Selon certaines analyses, les derniers chiffres n’indiquent pas une épidémie

La question des cancers précoces, touchant les personnes de moins de 40 ans, a longtemps été un sujet d’inquiétude en France.

  • Analyses suggèrent pas d'épidémie chez les jeunes
  • Recherche scientifique fournit premiers chiffres fiables
  • Certains cancers montrent forte progression
  • Efforts préventifs diminuent fréquence de certains cancers

Jusqu’à récemment, le pays manquait de statistiques fiables sur le nombre de ces tumeurs malignes. En 2023, des scientifiques ont alerté sur une possible « épidémie » mondiale sans que la France puisse confirmer ou infirmer cette tendance faute de données centralisées.

Un suivi enfin établi grâce à la recherche scientifique

Pour pallier ce manque d’information, le Dr Emmanuel Desandes du Registre national des tumeurs solides chez l’enfant a entrepris ses propres recherches avec le soutien financier de la Ligue contre le cancer et l’Institut national du cancer (Inca). Les résultats présentés le 3 mars ne permettent pas d’avoir une vue complète du phénomène puisque seules certaines régions étaient prises en compte. Il est précisé que « seulement 19 départements disposaient d’un registre continu et aux standards scientifiques », représentant ainsi seulement 18% du territoire français.

Une augmentation modérée mais significative pour certains types de cancers

L’étude indique qu’il n’y a pas eu d’augmentation massive des cas dans notre pays. En moyenne, moins de 3 000 cas par an ont été recensés chez les jeunes adultes au cours des deux dernières décennies. Toutefois, six types spécifiques montrent une hausse constante depuis les années 2000 : – Carcinomes colorectaux (+1,43% par an), Cancer du sein (+1,6%), – Cancer du rein (+4,51%), – Lymphomes de Hodgkin (+1,86%), – Glioblastomes (+6,11%), – Liposarcomes (+3,68%). Le Dr Desandes souligne que ces augmentations doivent être confirmées par d’autres études et ne constituent pas une épidémie à proprement parler.

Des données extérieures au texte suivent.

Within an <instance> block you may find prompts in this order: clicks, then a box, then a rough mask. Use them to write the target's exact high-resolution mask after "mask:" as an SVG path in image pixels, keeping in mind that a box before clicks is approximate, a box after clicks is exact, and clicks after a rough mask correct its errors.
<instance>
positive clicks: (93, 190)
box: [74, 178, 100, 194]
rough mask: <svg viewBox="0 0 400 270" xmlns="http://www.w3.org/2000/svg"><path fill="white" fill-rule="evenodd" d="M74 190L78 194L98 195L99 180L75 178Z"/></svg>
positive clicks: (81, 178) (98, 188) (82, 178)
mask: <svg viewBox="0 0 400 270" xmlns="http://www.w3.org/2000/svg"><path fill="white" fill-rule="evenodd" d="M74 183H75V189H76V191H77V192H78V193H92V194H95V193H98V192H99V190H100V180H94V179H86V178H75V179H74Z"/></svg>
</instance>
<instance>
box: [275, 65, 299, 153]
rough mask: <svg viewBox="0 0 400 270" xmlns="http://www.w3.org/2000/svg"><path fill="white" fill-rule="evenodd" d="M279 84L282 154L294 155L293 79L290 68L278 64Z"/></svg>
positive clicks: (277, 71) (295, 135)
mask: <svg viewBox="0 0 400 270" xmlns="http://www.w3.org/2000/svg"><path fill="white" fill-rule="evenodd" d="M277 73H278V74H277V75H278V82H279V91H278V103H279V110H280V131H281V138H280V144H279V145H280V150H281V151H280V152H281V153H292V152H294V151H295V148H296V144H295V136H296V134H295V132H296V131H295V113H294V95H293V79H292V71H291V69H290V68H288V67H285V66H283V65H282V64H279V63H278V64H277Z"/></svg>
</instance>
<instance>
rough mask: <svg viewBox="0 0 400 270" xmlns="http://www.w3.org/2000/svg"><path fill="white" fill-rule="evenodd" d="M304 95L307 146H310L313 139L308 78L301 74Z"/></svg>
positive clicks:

Les efforts préventifs portent leurs fruits dans la lutte contre certains cancers

Malgré ces points d’alerte concernant certains cancers spécifiques, il est essentiel de noter que globalement les cancers sont devenus moins fréquents parmi les jeunes grâce à divers efforts préventifs. Par exemple, la prévention contre le mélanome a réduit son incidence annuelle de 3% depuis 2010 grâce à une sensibilisation accrue sur l’exposition au soleil. Iris Pauporté souligne que « aujourd’hui, il n’y a pas un enfant sur la plage qui n’a pas sa combinaison ».

L’importance d’une interprétation prudente des statistiques sanitaires

Il est crucial d’être prudent lors de l’interprétation des données concernant les cancers précoces. Catherine Hill rappelle que même si certaines hausses peuvent sembler significatives statistiquement parlant, elles pourraient simplement refléter des fluctuations isolées plutôt qu’une véritable augmentation réelle du risque. De plus, plusieurs facteurs complexes tels que l’obésité, la consommation d’alcool et même l’exposition à certains perturbateurs endocriniens méritent également attention pour expliquer ces dynamiques.

A retenir : Les nouvelles statistiques offrent un aperçu précieux mais nécessitent davantage d’études pour mieux comprendre les tendances observées dans les cancers chez les jeunes adultes en France. La vigilance demeure importante face aux chiffres et aux campagnes médiatiques qui pourraient exagérer certaines réalités. Il est conseillé aux individus préoccupés par leur santé ou présentant des symptômes suspects de consulter un professionnel médical afin d’éviter toute forme d’automédication ou mauvaise interprétation personnelle des données disponibles.